Rhodes University: Rhodes University wins national #3MT competition for second year in a row

Rhodes University’s Siphokazi Msengana won first place at the national #3MT competition, securing the University’s position at the top for the second year in a row.

After an internal judging event, hosted by the Centre for Postgraduate Studies (CPGS) and the Postgraduate Liaison Committee, two Rhodes University postgrads were identified to act as representatives for the national leg of the annual three-minute thesis (#3MT) competition.

The competition, hosted by the University of Free State, provides a platform for PhD students to share their cutting-edge findings to an audience with no background in their research area in three minutes or less.

“This is only the second year we have entered the competition, and both times we won first place. I think this says a lot about the research calibre of our students and the University as a whole,” said Professor Sioux McKenna, Director of the CPGS.

Overall national winner Siphokazi Msengana received a R15 000 cash prize for her engaging presentation on natural ways to control the cabbage pest, the diamondback moth.
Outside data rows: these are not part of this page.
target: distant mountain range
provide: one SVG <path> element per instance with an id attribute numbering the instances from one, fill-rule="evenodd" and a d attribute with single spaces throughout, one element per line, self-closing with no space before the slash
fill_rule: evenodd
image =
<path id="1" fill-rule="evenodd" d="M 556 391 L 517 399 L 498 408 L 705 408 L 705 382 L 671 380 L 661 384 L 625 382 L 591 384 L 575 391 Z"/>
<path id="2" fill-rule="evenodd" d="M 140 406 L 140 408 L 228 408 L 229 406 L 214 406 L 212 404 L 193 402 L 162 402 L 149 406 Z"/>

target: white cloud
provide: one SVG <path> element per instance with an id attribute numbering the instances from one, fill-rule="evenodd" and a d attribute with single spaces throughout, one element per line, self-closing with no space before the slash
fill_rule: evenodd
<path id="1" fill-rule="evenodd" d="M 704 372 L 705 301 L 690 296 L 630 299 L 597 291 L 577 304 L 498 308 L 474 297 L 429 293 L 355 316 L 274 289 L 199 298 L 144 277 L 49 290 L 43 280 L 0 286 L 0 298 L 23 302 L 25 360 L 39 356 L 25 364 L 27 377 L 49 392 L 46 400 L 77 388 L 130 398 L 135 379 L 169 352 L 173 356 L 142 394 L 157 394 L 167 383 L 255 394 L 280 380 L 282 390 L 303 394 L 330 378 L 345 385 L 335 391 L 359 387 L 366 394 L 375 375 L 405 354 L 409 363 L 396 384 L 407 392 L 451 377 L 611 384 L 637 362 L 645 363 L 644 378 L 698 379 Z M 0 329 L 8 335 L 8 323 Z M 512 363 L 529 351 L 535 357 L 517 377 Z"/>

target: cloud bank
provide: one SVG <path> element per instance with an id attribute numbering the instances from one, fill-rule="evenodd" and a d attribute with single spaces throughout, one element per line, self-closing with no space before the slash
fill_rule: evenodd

The financial and environmental costs of artificial insecticides are prohibitive, but there are effective alternatives available, which Msengana and others in the Entomology and Chemistry Departments are busy investigating.

Her stellar thesis presentation is available here.

According to Prof McKenna, public communication of science is particularly important in an era of fake news and anti-intellectualism. “So, opportunities to share our work with a broader audience are more important than ever,” she said.

Second-place internal winner and fellow Rhodes University representative at the national level, Marina Ngobeni, gave a thought-provoking thesis presentation on the impact of influencers’ credibility on purchase decisions. It can be viewed here.

“At Rhodes University, we foreground the responsibility of producing knowledge as a contribution to the public good. Our studies must result in knowledge that can contribute to social justice and environmental sustainability and to the building of fields of study. The entries in this year’s competition demonstrated exactly this commitment,” Prof McKenna concluded.